Angry? This is not the Beth Jeans Houghton I remember. I ask her what makes her angry, but am not sure I want to hear the reply. “I just got fucking sick of everyone being dishonest. You know when people are being polite and they are like ‘oh yeah, I understand’ but they don’t mean it. I know it seems brutal when someone is deadly honest with you, but at least whatever they might say, you can take it as the truth. I wish that was the case with everyone.”
We then talk and talk and talk; the interview has run way over schedule, but Beth seems in a mood to offload. She tells me how she isn’t anything like the oft-compared Florence Welsh or Laura Marling (she isn’t) and how, as a child, she was inspired by Patti Smith. She talks passionately about sexism in the music business and how hurt she has been by those she once trusted.

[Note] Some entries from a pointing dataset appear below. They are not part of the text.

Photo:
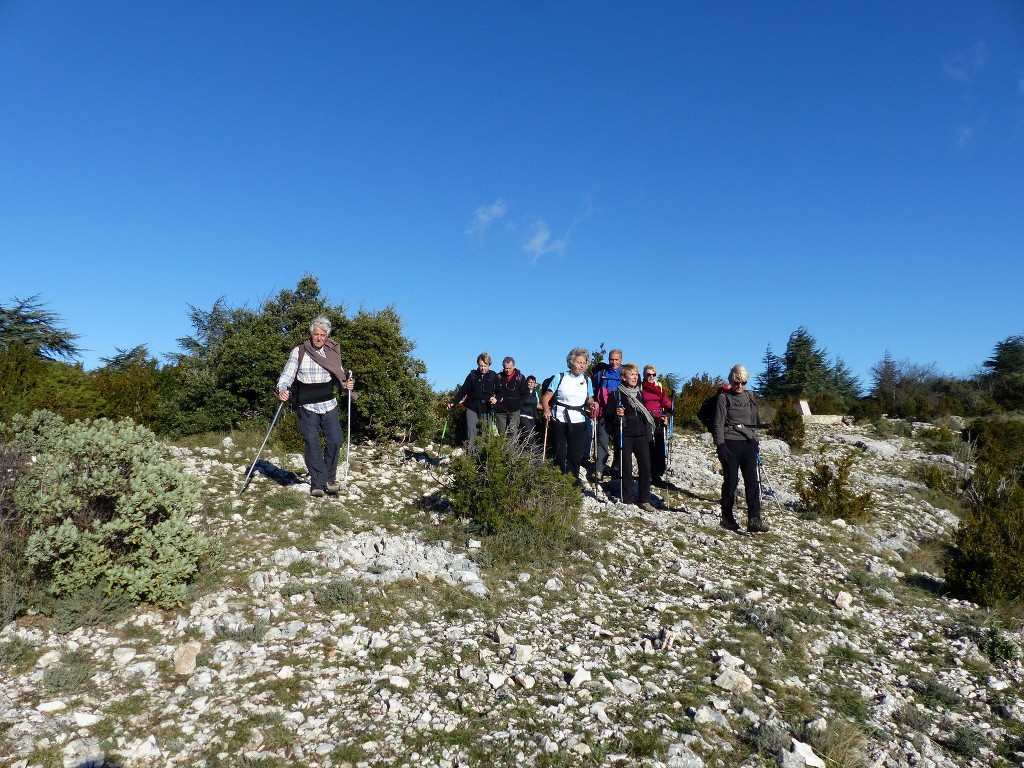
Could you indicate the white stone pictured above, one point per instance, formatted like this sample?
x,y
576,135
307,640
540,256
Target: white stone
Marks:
x,y
582,676
522,653
734,682
807,753
123,655
85,719
496,680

She’s so open that I’m worried my advice about the wine might have been wrong and I’m saddened by how this amazingly talented young woman could be so bruised. Much of the transcript is deleted for posterity.
For some reason, we end up talking about our biggest fears. “I’m freaked out about death,” Beth tells me. “Not the pain or anything, but the thought of not finishing projects or getting out all my ideas or missing stuff. I mean I am terrified of flying, but the fear of dying before I get to all the places I want to go to freaks me out more. The fear of not doing stuff is scarier.”
Three months later I attend another of Beth’s gigs at a mercifully air-conditioned Deaf Institute on a balmy October evening. She is confident, assured and bursting with triumphant, ballsy songs laced with mischief. Gone are her wigs of yore (she’s rocking a man-size Star Trek t-shirt and beetle crushers look) and her Hooves of Destiny band are now a serious(ly good) unit and not merely a jokey skiffle band.
With her (bafflingly-christened Yours Truly, Cellophane Nose) album finally out in January, Beth is quickly up to speed, nailing the geometric beauty of ‘Dodecahedron’ before a hastily-remembered trumpet is sourced for a tingling, galloping version of new single ‘Liliputt’.
What’s most impressive is the airing of new tracks which may adorn the album. ‘Shampoo’ switches from a 1950’s swing beat into a flash of punk, while the self-explanatory ‘You Let Me Down’ is a tense slab of simmering rock. All memories of her folky strumming are jettisoned into history and any hint of wispiness has been snuffed out.
Houghton, thankfully, has not completely lost her sense of fun. The crowd is invited to enter a ‘make yourself burp’ competition, which the singer duly judges herself victorious after a gargantuan display of gastric bad manners. She then organises an audience dance-off before shedding her guitar and launching into a fabulously kitsch version of Madge’s ‘Like A Prayer’. Post-show, as she happily signs autographs behind her artful merch stall, Beth says she has a gift for me. She pulls out a t-shirt, designed at my bequest: it is covered in dodecahedrons. My year is complete.